(Reprinted with the permission of the Alameda District Attorney’s Office) United States vs. Ursery (1996)518 US_(135L.Ed.2d549)
ISSUE: Police in Michigan found marijuana growing adjacent to Ursery’s house. They also discovered marijuana seeds, stems, stalks, and a growlight inside the house. As the result, prosecutors filed a civil forfeiture claim against the house on grounds it “had been used for several years to facilitate the unlawful processing and distribution of a controlled substance.” That claim was settled when Ursery agreed to pay the government $13,250.
Based on discovery of the marijuana, prosecutors also filed criminal charges against Ursery. He was convicted but the Court of Appeals reversed on grounds of double jeopardy. Specifically, the court ruled a civil forfeiture action against a defendant based on the commission of the crime constituted “punishment” for purposes of double jeopardy. Thus, the defendant could not be punished criminally for the same crime. (1)

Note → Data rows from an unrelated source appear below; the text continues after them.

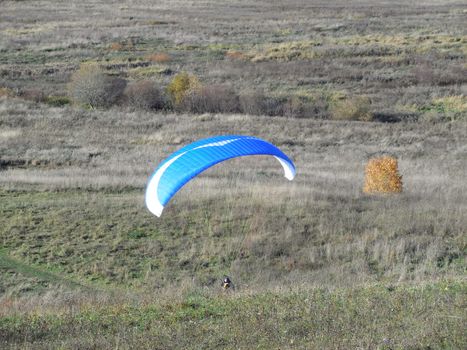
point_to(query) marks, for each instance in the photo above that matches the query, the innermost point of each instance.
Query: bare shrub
(89, 85)
(355, 108)
(252, 103)
(212, 99)
(159, 57)
(256, 103)
(235, 55)
(6, 92)
(182, 85)
(34, 95)
(144, 94)
(382, 176)
(304, 107)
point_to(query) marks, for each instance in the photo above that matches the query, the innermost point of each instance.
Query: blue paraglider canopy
(184, 164)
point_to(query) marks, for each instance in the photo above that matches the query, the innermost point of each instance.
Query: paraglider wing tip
(289, 169)
(154, 206)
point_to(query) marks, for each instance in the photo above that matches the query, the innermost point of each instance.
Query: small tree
(382, 176)
(144, 94)
(182, 85)
(89, 85)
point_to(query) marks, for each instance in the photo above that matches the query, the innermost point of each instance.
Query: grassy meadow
(316, 262)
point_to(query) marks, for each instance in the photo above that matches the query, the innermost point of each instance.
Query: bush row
(90, 86)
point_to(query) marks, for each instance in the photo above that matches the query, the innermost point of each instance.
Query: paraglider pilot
(227, 283)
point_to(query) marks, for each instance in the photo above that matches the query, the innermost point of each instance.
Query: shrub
(382, 176)
(57, 101)
(158, 57)
(256, 103)
(6, 92)
(89, 85)
(33, 95)
(252, 103)
(235, 55)
(182, 85)
(144, 94)
(355, 108)
(212, 99)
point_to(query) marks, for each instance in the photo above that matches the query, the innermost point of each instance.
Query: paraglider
(184, 164)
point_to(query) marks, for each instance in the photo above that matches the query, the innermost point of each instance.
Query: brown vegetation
(382, 176)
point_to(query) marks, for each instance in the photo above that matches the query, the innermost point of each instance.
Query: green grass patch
(426, 316)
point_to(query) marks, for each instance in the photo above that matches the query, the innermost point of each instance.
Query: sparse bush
(158, 57)
(57, 101)
(355, 108)
(6, 92)
(382, 176)
(144, 94)
(91, 86)
(34, 95)
(235, 55)
(304, 107)
(252, 103)
(212, 99)
(116, 46)
(256, 103)
(181, 86)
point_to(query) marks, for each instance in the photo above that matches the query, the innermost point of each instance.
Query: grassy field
(316, 262)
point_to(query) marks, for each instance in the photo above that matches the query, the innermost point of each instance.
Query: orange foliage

At the outset, the United States Supreme Court observed that the double jeopardy clause “prohibits the Government from punishing twice, or attempting a second time to punish criminally for the same offense.” (2) Thus, the issue was whether a civil forfeiture resulting from the commission of a crime is “punishment.”
The Court noted that a civil forfeiture proceeding might have “certain punitive aspects.” As the Court explained, “Requiring the forfeiture of property used to commit federal narcotics violations encourages property owners to take care in managing their property and ensure that they will not permit that property to be used for illegal purposes.”
Consequently, the Court ruled that civil forfeiture is not “punishment” in the context of double jeopardy. It was, therefore, not improper to prosecute Ursery criminally and seize assets which were the fruits or instrumentalities of the crime.
(1) Note: the Court’s decision in Ursery was also based on the related case of United States v. $405,089.23 which is not discussed in our report because the facts are not necessary to understanding the Court’s ruling. (2) Citing Witte v. United States (1996)515US_. Italics added.